Loan maturities are another challenge. As a CMBS lender, Greystone is generally financing 10-year loans, so currently the 2011 and 2012 loans are reaching maturity. In addition, two- or three-year bridge loans have been very common over the past four to five years, as have CLOs.
“There’s a good quantity of loans to weed through,” Highfield explained.
Loans coming up will have significant amortization, with many between 17 percent and 19 percent amortized. But if a tenant has only 5 percent of its employees sitting at desks, that could be problematic. “It’s going to take a lot of manual labor,” noted Highfield.
A Better-Securitized Product
In a recent podcast, Trepp Senior Managing Director Manus Clancy noted that “2021 felt a lot like 2005,” in terms of factors like price appreciation, compression in lending spreads and cap rates, and rising commercial real estate securitization activity.
“So the question is,” he continued, “are we at the start of a cycle that will ultimately lead to more pain, or will this time be different?”
But there are distinct differences, also.
“The market is starting from firmer footing,” he contended. “For the most part, lending discipline has held up, leverage has remained range-bound for CMBS loans, and post-GFC deal structures protect CMBS buyers with considerably more subordination protection.”

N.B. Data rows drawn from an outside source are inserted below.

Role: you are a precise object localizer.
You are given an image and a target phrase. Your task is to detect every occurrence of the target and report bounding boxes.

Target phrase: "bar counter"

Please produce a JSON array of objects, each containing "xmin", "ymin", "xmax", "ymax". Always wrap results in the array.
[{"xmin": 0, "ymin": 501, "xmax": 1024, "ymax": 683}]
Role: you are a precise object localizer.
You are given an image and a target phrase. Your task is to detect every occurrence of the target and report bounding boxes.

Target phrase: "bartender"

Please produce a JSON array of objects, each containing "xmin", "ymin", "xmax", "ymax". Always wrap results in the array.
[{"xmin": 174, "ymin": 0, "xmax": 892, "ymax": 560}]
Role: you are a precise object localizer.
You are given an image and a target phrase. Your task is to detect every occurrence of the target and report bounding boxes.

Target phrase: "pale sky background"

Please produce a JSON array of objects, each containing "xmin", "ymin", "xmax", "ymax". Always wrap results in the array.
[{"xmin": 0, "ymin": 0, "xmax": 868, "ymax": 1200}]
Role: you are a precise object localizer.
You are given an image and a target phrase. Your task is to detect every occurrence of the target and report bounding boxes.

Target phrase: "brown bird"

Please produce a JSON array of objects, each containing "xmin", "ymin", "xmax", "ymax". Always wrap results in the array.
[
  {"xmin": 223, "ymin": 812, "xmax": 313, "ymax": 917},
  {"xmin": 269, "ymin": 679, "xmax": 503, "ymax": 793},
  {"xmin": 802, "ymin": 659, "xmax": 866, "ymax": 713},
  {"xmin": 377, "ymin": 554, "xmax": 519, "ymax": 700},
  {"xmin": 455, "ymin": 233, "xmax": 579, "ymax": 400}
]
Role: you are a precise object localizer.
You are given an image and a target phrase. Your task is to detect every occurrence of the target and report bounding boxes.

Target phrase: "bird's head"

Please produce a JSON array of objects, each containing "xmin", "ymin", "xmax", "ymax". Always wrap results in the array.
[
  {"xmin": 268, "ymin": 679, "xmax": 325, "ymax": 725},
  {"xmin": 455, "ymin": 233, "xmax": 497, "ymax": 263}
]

Others agree that CMBS 2.0 is just a stronger product than what existed before 2008-09. “There’s a lot more market-driven policing … we’ve never gotten back to 80 percent LTV on pro forma numbers,” said Silverstein. “CMBS has kind of grown up.”
Looking ahead, Silverstein says 2022 is likely to be the best CMBS year in a decade, in terms of dollar value of new issuances.
At the end of 2020, Highfield was asked for his CMBS forecast for 2021. He predicted between $80 billion and $90 billion, but it turned out to be about $110 billion. Right now, his 2022 forecasts range from $90 billion to $140 billion, and the average is $117.6 billion.